From: Chuck Lever III <chuck.lever@oracle.com>
To: Jan Kara <jack@suse.cz>
Cc: Trond Myklebust <trondmy@hammerspace.com>,
Linux NFS Mailing List <linux-nfs@vger.kernel.org>,
"nfbrown@suse.com" <nfbrown@suse.com>,
Bruce Fields <bfields@redhat.com>
Subject: Re: Performance regression with random IO pattern from the client
Date: Thu, 31 Mar 2022 14:20:11 +0000 [thread overview]
Message-ID: <E275D6B3-9F15-4002-9967-B35820A01937@oracle.com> (raw)
In-Reply-To: <20220331130935.ejqu3kxsjm2tvlly@quack3.lan>
> On Mar 31, 2022, at 9:09 AM, Jan Kara <jack@suse.cz> wrote:
>
> On Wed 30-03-22 22:02:39, Trond Myklebust wrote:
>> On Wed, 2022-03-30 at 17:56 +0000, Chuck Lever III wrote:
>>>
>>>
>>>> On Mar 30, 2022, at 12:19 PM, Jan Kara <jack@suse.cz> wrote:
>>>>
>>>> On Wed 30-03-22 15:38:38, Chuck Lever III wrote:
>>>>>> On Mar 30, 2022, at 11:03 AM, Trond Myklebust
>>>>>> <trondmy@hammerspace.com> wrote:
>>>>>>
>>>>>> On Wed, 2022-03-30 at 12:34 +0200, Jan Kara wrote:
>>>>>>> Hello,
>>>>>>>
>>>>>>> during our performance testing we have noticed that commit
>>>>>>> b6669305d35a
>>>>>>> ("nfsd: Reduce the number of calls to nfsd_file_gc()") has
>>>>>>> introduced
>>>>>>> a
>>>>>>> performance regression when a client does random buffered
>>>>>>> writes.
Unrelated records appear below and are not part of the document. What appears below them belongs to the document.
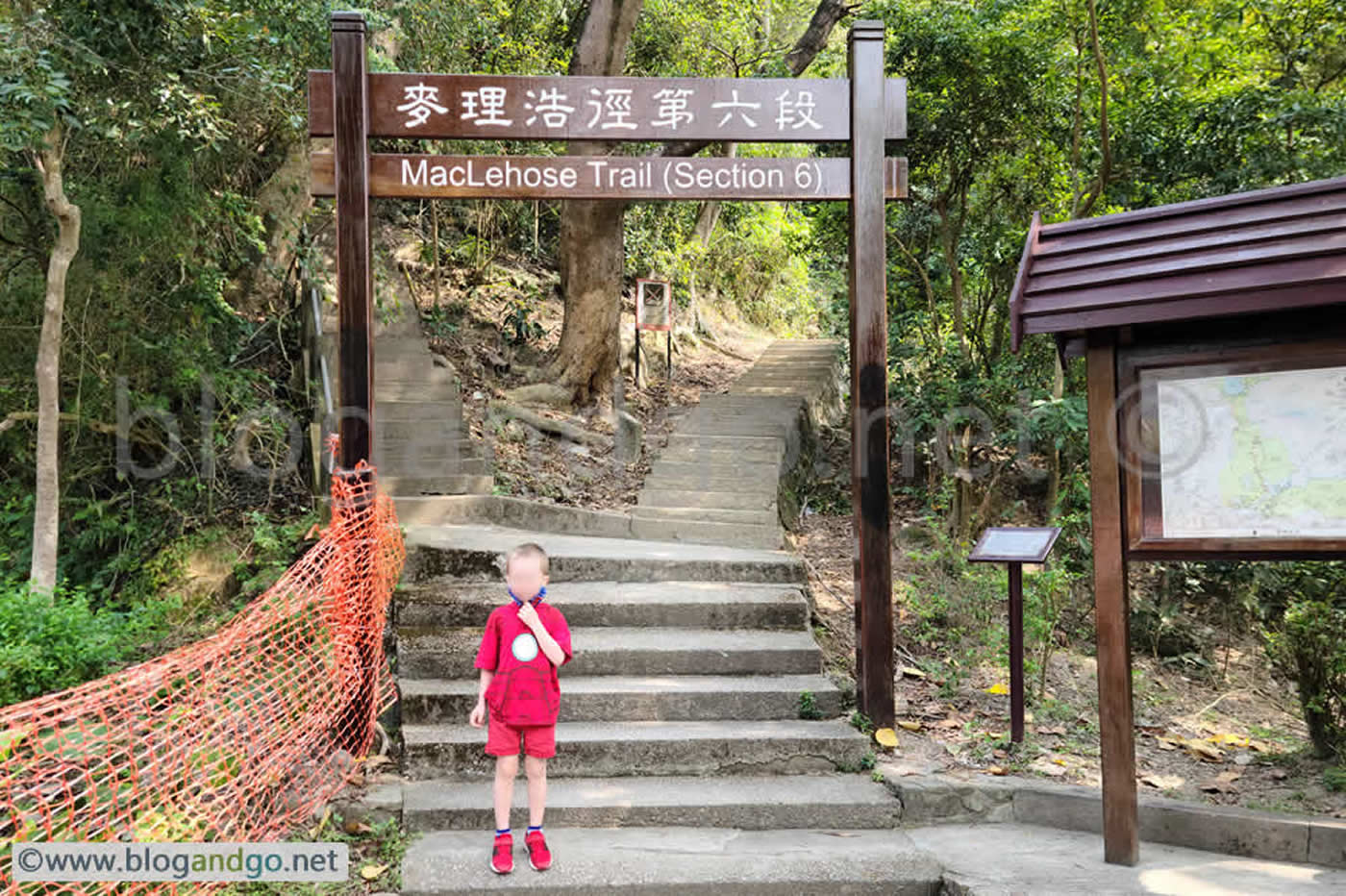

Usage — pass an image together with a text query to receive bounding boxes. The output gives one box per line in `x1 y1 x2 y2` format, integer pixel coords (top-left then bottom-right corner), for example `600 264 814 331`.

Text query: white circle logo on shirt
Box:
511 631 537 663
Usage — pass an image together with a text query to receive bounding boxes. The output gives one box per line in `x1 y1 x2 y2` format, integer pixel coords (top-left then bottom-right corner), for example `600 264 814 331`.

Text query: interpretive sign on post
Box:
636 277 673 381
968 526 1060 744
309 12 908 727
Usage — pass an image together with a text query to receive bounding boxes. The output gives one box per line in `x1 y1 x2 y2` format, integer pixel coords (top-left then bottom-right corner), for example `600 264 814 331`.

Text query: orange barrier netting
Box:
0 461 407 893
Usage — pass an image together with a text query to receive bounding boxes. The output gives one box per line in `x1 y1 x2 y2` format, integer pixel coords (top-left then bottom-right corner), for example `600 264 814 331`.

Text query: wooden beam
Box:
849 21 894 728
1087 333 1138 865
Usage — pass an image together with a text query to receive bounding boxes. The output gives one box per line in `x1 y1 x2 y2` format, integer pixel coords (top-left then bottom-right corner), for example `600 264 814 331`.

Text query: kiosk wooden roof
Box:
1010 178 1346 355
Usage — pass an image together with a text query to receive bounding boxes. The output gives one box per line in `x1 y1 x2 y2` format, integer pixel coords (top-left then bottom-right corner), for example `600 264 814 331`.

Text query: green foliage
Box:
501 296 546 346
1256 562 1346 761
800 690 822 718
0 580 178 705
849 709 874 735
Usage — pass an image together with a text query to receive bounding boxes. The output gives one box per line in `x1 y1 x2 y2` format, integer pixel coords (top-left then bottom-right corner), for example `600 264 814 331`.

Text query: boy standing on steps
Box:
467 542 571 875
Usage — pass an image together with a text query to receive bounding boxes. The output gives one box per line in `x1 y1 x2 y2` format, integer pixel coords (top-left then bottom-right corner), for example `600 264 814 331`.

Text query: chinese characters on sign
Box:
397 81 822 134
310 71 906 142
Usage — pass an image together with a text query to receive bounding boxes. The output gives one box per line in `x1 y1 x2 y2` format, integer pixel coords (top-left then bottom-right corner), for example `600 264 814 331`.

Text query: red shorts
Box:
486 715 556 759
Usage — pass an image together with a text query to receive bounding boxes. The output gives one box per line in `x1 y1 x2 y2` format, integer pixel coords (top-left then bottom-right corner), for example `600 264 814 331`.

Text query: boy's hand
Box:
518 604 542 630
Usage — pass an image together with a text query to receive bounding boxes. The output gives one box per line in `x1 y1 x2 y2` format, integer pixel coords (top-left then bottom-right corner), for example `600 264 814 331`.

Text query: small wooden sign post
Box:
309 12 908 727
968 526 1060 744
636 277 673 382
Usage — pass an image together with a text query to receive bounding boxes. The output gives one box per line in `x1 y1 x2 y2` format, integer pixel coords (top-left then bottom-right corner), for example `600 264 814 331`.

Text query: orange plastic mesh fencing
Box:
0 461 407 893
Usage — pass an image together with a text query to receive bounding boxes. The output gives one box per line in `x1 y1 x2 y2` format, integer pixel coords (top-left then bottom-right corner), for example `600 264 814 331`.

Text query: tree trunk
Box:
28 125 80 593
546 0 645 404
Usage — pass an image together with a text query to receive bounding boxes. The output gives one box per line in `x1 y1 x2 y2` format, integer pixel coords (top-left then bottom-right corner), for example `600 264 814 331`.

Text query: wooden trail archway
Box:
309 12 908 727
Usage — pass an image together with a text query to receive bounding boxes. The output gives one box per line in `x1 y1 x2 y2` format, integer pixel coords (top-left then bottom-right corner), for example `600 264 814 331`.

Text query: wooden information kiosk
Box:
309 12 908 727
1010 170 1346 865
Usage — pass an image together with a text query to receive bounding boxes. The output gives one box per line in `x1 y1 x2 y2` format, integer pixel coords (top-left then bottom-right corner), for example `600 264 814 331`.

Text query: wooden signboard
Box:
310 152 908 201
1010 178 1346 865
636 277 673 330
1117 337 1346 560
309 12 908 727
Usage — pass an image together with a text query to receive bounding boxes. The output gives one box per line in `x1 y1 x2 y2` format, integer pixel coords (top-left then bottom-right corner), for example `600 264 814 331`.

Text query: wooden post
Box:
331 12 374 471
1010 562 1023 744
331 12 384 756
848 21 894 728
1087 331 1138 865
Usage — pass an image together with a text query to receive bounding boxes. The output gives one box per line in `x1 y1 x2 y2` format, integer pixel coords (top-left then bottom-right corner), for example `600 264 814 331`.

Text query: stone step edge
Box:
878 762 1346 868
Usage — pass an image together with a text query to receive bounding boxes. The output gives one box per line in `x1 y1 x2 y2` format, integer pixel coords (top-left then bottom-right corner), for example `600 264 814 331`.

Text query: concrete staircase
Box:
632 339 842 549
394 525 941 896
322 301 494 498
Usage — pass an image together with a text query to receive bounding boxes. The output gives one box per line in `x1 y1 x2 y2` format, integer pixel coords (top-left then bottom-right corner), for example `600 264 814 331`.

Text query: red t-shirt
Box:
475 600 571 727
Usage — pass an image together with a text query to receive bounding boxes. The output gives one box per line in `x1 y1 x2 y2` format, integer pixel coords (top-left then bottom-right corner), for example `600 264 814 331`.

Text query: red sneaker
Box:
524 830 552 870
491 834 514 875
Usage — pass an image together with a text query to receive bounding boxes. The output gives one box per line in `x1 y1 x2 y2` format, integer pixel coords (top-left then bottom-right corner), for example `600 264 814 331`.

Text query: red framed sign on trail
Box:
309 12 908 727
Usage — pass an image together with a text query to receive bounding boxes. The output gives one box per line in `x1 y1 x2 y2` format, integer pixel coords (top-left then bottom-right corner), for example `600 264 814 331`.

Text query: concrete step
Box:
632 505 781 528
378 464 495 495
373 440 486 474
667 432 785 456
374 377 461 398
401 828 942 896
398 675 841 724
401 523 805 585
632 511 784 550
403 775 902 833
397 582 809 631
397 626 822 672
374 419 467 444
653 438 785 469
645 458 781 488
636 483 777 510
403 715 869 779
374 451 494 473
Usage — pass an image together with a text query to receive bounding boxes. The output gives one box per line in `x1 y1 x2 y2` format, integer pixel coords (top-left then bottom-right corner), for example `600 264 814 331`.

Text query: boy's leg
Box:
524 756 546 828
494 755 516 830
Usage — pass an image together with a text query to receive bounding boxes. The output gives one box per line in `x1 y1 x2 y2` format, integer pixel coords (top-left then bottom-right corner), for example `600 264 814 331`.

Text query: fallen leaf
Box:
1182 740 1225 762
1206 734 1248 747
1140 775 1184 789
310 806 333 838
1201 771 1242 794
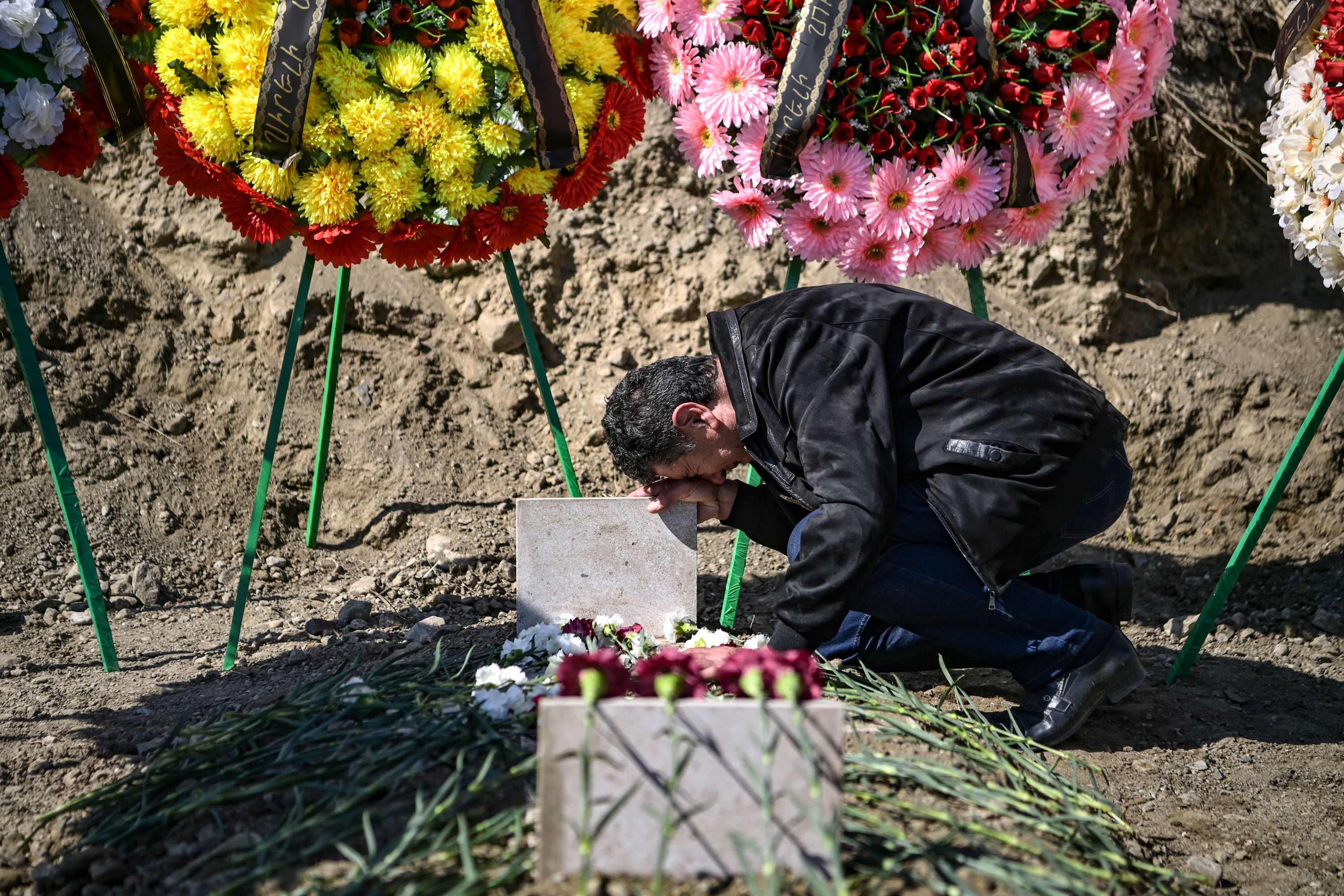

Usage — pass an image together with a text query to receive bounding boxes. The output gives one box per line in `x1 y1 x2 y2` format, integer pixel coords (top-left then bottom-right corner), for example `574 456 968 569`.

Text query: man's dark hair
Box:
602 355 719 482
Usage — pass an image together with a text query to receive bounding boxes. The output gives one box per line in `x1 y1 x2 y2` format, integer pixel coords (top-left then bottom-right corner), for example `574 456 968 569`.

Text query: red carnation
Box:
219 175 294 246
438 208 497 263
616 34 655 99
589 83 645 161
378 219 453 267
1017 103 1046 130
108 0 155 38
298 212 378 267
477 184 546 253
634 646 706 700
1078 19 1110 43
336 19 364 47
555 647 630 702
38 109 102 177
551 155 612 208
0 155 28 219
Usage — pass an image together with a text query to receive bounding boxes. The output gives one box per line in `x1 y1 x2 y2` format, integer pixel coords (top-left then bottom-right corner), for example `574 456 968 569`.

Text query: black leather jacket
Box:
708 284 1129 649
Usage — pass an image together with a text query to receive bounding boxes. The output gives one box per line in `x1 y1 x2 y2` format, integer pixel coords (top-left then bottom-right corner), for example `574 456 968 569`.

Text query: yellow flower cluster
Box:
149 0 637 231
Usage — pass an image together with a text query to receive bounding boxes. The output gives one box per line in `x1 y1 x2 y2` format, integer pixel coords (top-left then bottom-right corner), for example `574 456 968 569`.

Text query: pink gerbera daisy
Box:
695 42 774 128
1097 38 1144 109
1004 199 1068 246
933 146 1003 223
638 0 672 38
672 0 742 47
836 224 911 284
863 159 937 239
649 34 700 106
710 177 780 249
672 102 732 177
1059 146 1110 202
1023 133 1060 202
952 208 1008 270
798 141 871 220
1046 77 1116 159
784 202 859 262
906 227 958 276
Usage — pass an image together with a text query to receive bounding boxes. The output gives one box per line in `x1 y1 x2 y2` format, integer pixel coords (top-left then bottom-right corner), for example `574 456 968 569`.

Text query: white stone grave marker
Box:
538 697 844 881
517 498 698 637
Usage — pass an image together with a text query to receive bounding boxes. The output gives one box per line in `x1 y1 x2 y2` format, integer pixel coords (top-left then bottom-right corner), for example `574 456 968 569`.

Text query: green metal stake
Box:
224 255 313 670
0 237 121 672
719 258 802 629
965 265 989 320
304 267 349 548
500 249 582 498
1167 340 1344 684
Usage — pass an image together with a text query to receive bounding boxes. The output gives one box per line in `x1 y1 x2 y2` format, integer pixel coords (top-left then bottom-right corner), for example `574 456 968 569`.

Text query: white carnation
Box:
0 76 66 149
38 24 89 82
0 0 56 52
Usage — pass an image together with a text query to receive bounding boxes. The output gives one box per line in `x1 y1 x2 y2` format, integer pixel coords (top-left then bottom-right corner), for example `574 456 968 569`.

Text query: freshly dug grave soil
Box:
0 0 1344 895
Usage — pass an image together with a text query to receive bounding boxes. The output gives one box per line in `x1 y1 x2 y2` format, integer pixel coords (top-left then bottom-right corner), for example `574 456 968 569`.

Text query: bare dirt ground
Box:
0 3 1344 896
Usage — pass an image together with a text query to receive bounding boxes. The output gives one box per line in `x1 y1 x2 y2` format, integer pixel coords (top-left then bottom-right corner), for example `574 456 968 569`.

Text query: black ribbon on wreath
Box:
761 0 1038 208
65 0 145 145
495 0 579 171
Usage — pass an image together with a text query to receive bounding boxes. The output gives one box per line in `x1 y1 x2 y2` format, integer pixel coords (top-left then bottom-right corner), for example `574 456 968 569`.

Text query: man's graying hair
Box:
602 355 719 482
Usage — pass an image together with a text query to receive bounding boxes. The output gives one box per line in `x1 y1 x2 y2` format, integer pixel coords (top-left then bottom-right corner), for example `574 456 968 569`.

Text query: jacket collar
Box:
707 310 758 442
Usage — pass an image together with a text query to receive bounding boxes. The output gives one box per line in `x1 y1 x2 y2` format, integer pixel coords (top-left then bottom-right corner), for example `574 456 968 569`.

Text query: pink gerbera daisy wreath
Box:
784 203 857 262
672 102 732 177
863 159 937 239
695 42 774 128
1046 77 1116 159
836 224 910 284
649 31 700 108
1004 199 1068 246
798 141 872 222
672 0 742 47
710 177 780 249
952 208 1008 270
933 146 1004 223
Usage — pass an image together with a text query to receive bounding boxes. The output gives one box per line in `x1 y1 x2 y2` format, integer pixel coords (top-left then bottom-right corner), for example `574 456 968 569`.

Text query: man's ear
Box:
672 402 714 435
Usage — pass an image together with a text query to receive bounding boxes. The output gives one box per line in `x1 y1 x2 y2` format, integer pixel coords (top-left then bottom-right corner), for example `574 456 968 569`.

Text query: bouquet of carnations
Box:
1261 0 1344 286
638 0 1177 284
131 0 652 267
0 0 124 218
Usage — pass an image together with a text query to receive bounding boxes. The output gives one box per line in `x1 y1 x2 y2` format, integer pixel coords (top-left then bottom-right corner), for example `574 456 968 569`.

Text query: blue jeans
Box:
789 448 1133 690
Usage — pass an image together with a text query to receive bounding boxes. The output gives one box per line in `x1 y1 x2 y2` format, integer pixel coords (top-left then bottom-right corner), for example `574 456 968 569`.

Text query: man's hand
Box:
630 478 738 522
685 643 742 681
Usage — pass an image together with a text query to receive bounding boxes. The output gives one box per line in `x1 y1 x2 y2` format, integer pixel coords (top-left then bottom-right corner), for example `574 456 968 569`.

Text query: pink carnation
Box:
672 0 742 47
695 42 774 126
1004 199 1068 246
863 159 937 239
836 224 911 284
638 0 672 38
952 208 1008 270
906 226 958 276
649 34 700 106
784 202 859 262
933 146 1004 223
672 102 732 177
1046 77 1116 159
798 140 871 222
710 177 780 249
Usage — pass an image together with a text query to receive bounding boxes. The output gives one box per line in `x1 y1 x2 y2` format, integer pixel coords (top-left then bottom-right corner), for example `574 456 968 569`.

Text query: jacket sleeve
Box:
720 482 806 553
758 319 898 649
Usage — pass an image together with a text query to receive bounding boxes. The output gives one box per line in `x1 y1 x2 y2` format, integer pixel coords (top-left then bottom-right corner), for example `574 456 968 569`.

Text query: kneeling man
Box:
602 284 1144 744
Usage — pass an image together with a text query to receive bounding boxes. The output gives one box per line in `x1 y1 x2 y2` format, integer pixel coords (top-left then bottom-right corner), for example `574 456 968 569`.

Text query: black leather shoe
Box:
985 629 1146 747
1024 563 1134 627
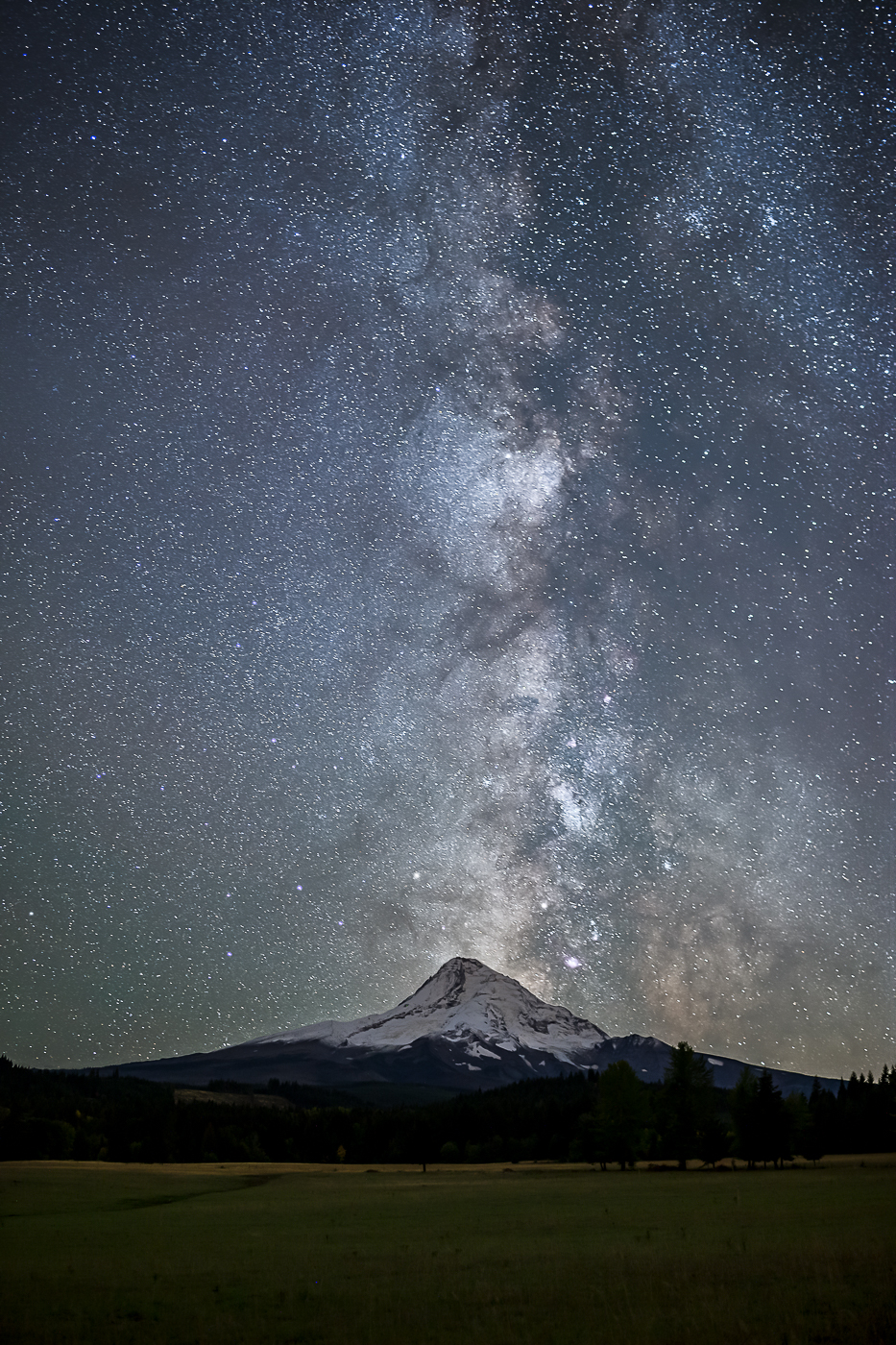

The
>>>>>>> workload on NFS client is fio running 4 processed doing
>>>>>>> random
>>>>>>> buffered writes to 4
>>>>>>> different files and the files are large enough to hit dirty
>>>>>>> limits
>>>>>>> and
>>>>>>> force writeback from the client. In particular the invocation
>>>>>>> is
>>>>>>> like:
>>>>>>>
>>>>>>> fio --direct=0 --ioengine=sync --thread --directory=/mnt/mnt1
>>>>>>> --
>>>>>>> invalidate=1 --group_reporting=1 --runtime=300 --
>>>>>>> fallocate=posix --
>>>>>>> ramp_time=10 --name=RandomReads-128000-4k-4 --new_group --
>>>>>>> rw=randwrite --size=4000m --numjobs=4 --bs=4k --
>>>>>>> filename_format=FioWorkloads.\$jobnum --end_fsync=1
>>>>>>>
>>>>>>> The reason why commit b6669305d35a regresses performance is
>>>>>>> the
>>>>>>> filemap_flush() call it adds into nfsd_file_put(). Before
>>>>>>> this commit
>>>>>>> writeback on the server happened from nfsd_commit() code
>>>>>>> resulting in
>>>>>>> rather long semisequential streams of 4k writes. After commit
>>>>>>> b6669305d35a
>>>>>>> all the writeback happens from filemap_flush() calls
>>>>>>> resulting in
>>>>>>> much
>>>>>>> longer average seek distance (IO from different files is more
>>>>>>> interleaved)
>>>>>>> and about 16-20% regression in the achieved writeback
>>>>>>> throughput when
>>>>>>> the
>>>>>>> backing store is rotational storage.
>>>>>>>
>>>>>>> I think the filemap_flush() from nfsd_file_put() is indeed
>>>>>>> rather
>>>>>>> aggressive and I think we'd be better off to just leave
>>>>>>> writeback to
>>>>>>> either
>>>>>>> nfsd_commit() or standard dirty page cleaning happening on
>>>>>>> the
>>>>>>> system. I
>>>>>>> assume the rationale for the filemap_flush() call was to make
>>>>>>> it more
>>>>>>> likely the file can be evicted during the garbage collection
>>>>>>> run? Was
>>>>>>> there
>>>>>>> any particular problem leading to addition of this call or
>>>>>>> was it
>>>>>>> just "it
>>>>>>> seemed like a good idea" thing?
>>>>>>>
>>>>>>> Thanks in advance for ideas.
>>>>>>>
>>>>>>>
>>>>>>> Honza
>>>>>>
>>>>>> It was mainly introduced to reduce the amount of work that
>>>>>> nfsd_file_free() needs to do. In particular when re-exporting
>>>>>> NFS, the
>>>>>> call to filp_close() can be expensive because it synchronously
>>>>>> flushes
>>>>>> out dirty pages. That again means that some of the calls to
>>>>>> nfsd_file_dispose_list() can end up being very expensive
>>>>>> (particularly
>>>>>> the ones run by the garbage collector itself).
>>>>>
>>>>> The "no regressions" rule suggests that some kind of action needs
>>>>> to be taken. I don't have a sense of whether Jan's workload or
>>>>> NFS
>>>>> re-export is the more common use case, however.
>>>>>
>>>>> I can see that filp_close() on a file on an NFS mount could be
>>>>> costly if that file has dirty pages, due to the NFS client's
>>>>> "flush on close" semantic.
>>>>>
>>>>> Trond, are there alternatives to flushing in the nfsd_file_put()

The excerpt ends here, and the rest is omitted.